Джон был поражен горечью и силой в голосе старика – силой, которая не отражалась ни в глазах, ни в движениях губ, как будто беззубая дыра была просто механическим диктофоном внутренних мыслей.
– Вы не хотите, чтобы отец Майкл справлял мессу?
– Справлял мессу! – Старик плюнул на камни внутреннего дворика, затем заговорил слабым голосом, как будто каждое слово истощало его. – Я старый человек. Дни, когда я был ловким, проворным и сильным, давно ушли в прошлое. Больше во мне нет быстроты, и я никогда не пойду к мессе, потому что считаю – это Фиона стоит на коленях и молится вместо меня. – Тут надтреснутый голос словно запылал огнем: – Что могут принести ее молитвы, кроме одиночества?
Джон почувствовал О'Нейла-Внутри, молчаливого наблюдателя, завороженного беззубым ртом и его горькими словами.
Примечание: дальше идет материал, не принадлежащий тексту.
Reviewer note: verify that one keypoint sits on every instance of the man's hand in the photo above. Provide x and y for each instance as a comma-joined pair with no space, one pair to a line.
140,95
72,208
– Я был рожден в полночь и поэтому могу видеть тени мертвых, – продолжал старик. – Если я правильно прищуриваю глаза и пристально смотрю в одно и то же место достаточно долго, то вижу мою старуху у огня так же реально, как в жизни. Она готовит мне на завтрак кашу.
Старик прищурился и сосредоточенно вгляделся в глубину дворика. Его голос упал почти до шепота.
– Это не похоже на память о старой боли. Ее можно заставить уйти, ты знаешь. Это та боль, которая не уходит, боль, которую чувствуешь, не зная ее причины. Она глубоко засела в черепе и не прекращается. Она появилась вскоре после того, как могила была засыпана землей. – Старик слабо покачал головой. – Может быть, она не кончится вовсе.